Fünf Minuten später ritt er an der Spitze von einem Dutzend Männern in die Prärie hinaus. Sie wandten sich nach Nordosten, um die noch immer durch das Grasland tobenden Flammen zu umgehen.

Als sie auf der Höhe des links von ihnen prasselnden Feuers waren, zügelten sie überrascht ihre Pferde, denn ein einsamer Reiter kam ihnen aus der Richtung entgegen, aus der vor kurzem die Büffel gestürmt waren. Noch hing der von den Tieren aufgewühlte Staub in der hitzeflirrenden Luft, weshalb die Umrisse des Reiters nur undeutlich zu erkennen war.

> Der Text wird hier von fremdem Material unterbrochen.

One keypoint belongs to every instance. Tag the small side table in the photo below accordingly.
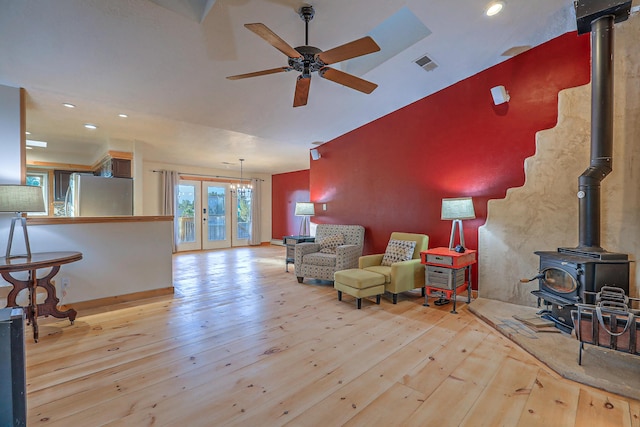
(290, 242)
(447, 273)
(37, 261)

»Wer von ihnen mag das sein?« fragte Martin, der, gebannt wie alle anderen, dem Mann entgegenstarrte.

Allmählich schälten sich seine Konturen deutlicher hervor. Es war ein hagerer Mann in Wildlederkleidung, der einen Schecken ritt.

Mit versteinertem Gesichtsausdruck hielt Thomas Bidwell auf die Gruppe zu. Er und sein Pferd waren über und über mit Staub bedeckt.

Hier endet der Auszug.